Representing and Learning High Dimensional Data with the Optimal Transport
Map from a Probabilistic Viewpoint
Abstract
In this paper, we propose a generative model in the space
of diffeomorphic deformation maps. More precisely, we utilize the Kantarovich-Wasserstein metric and accompanying
geometry to represent an image as a deformation from templates. Moreover, we incorporate a probabilistic viewpoint
by assuming that each image is locally generated from a reference image. We capture the local structure by modelling
the tangent planes at reference images.
Once basis vectors for each tangent plane are learned
via probabilistic PCA, we can sample a local coordinate,
that can be inverted back to image space exactly. With experiments using 4 different datasets, we show that the generative tangent plane model in the optimal transport (OT)
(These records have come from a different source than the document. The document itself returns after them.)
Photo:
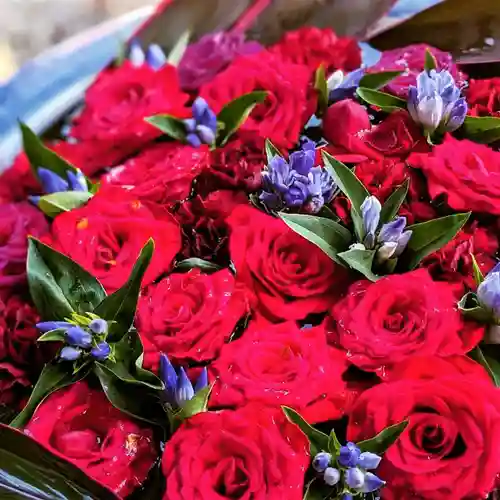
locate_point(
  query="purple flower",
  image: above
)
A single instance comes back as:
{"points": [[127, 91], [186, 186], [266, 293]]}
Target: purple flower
{"points": [[210, 55]]}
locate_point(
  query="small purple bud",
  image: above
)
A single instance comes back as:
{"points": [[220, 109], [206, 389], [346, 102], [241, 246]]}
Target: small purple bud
{"points": [[372, 483], [99, 326], [321, 461], [184, 390], [51, 183], [349, 454], [202, 381], [355, 478], [368, 460], [331, 476], [70, 353], [101, 351], [155, 57], [78, 337]]}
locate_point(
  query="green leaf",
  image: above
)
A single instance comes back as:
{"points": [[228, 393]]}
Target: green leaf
{"points": [[58, 285], [326, 234], [41, 156], [361, 261], [321, 86], [54, 376], [120, 306], [169, 125], [483, 129], [56, 203], [386, 102], [29, 471], [271, 151], [393, 203], [177, 52], [491, 365], [376, 81], [427, 237], [136, 400], [195, 263], [235, 113], [318, 441], [478, 275], [384, 439], [430, 61]]}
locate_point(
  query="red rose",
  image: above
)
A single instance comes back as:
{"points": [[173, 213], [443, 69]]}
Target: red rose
{"points": [[251, 453], [162, 173], [14, 384], [411, 59], [483, 97], [289, 276], [106, 236], [311, 46], [80, 424], [453, 262], [189, 316], [117, 103], [282, 365], [450, 447], [287, 106], [465, 172], [204, 227], [17, 222], [397, 317]]}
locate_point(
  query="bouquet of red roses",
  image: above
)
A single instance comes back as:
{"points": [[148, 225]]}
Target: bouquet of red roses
{"points": [[255, 273]]}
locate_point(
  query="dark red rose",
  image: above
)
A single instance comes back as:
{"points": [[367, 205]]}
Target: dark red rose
{"points": [[17, 222], [287, 107], [449, 449], [289, 276], [106, 236], [453, 262], [251, 453], [14, 385], [282, 365], [411, 59], [189, 316], [80, 424], [203, 224], [465, 172], [397, 317], [311, 46], [162, 173], [117, 103], [483, 97]]}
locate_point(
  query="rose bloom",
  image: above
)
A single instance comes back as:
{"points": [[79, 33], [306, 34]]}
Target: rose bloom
{"points": [[82, 426], [465, 172], [211, 54], [117, 103], [189, 316], [397, 317], [311, 46], [453, 262], [249, 453], [17, 222], [289, 276], [282, 365], [449, 449], [162, 173], [287, 107], [483, 97], [411, 59], [106, 236]]}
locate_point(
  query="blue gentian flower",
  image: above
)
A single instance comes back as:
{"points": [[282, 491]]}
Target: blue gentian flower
{"points": [[436, 102], [202, 127]]}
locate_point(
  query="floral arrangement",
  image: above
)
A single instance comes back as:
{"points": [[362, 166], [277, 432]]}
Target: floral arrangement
{"points": [[254, 273]]}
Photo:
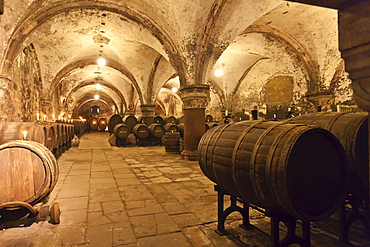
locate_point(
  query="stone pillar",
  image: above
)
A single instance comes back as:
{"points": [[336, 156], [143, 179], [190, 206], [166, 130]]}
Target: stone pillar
{"points": [[148, 114], [46, 108], [354, 44], [130, 112], [195, 99], [7, 109]]}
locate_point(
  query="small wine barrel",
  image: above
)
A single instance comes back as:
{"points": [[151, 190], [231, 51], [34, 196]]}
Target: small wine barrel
{"points": [[94, 124], [141, 131], [209, 118], [170, 127], [130, 121], [294, 169], [170, 119], [15, 130], [159, 120], [156, 130], [29, 172], [113, 121], [121, 131], [102, 124], [58, 134], [171, 142], [71, 131], [64, 134], [351, 129]]}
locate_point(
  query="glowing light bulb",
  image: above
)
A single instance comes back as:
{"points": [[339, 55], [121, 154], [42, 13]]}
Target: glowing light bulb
{"points": [[101, 61], [218, 73]]}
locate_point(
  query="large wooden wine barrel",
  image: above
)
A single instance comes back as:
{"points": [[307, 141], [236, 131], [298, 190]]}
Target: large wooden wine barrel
{"points": [[159, 120], [351, 129], [15, 131], [141, 131], [171, 142], [170, 119], [294, 169], [102, 124], [121, 131], [156, 130], [29, 172], [113, 121], [94, 123], [130, 121], [170, 127]]}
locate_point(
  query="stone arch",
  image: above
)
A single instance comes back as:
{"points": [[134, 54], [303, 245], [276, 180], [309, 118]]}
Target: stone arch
{"points": [[311, 65], [37, 14]]}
manifold can be learned with small numbers of images and
can be used to create infinitely many ‘unseen’ images. In
addition, the Bayesian classification accompanied with the
probabilist modeling of the tangent planes shows improved
accuracy over that done in the image space. Combining the
results of our experiments supports our claim that certain
datasets can be better represented with the KantarovichWasserstein metric. We envision that the proposed method
could be a practical solution to learning and representing
data that is generated with templates in situatons where
only limited numbers of data points are available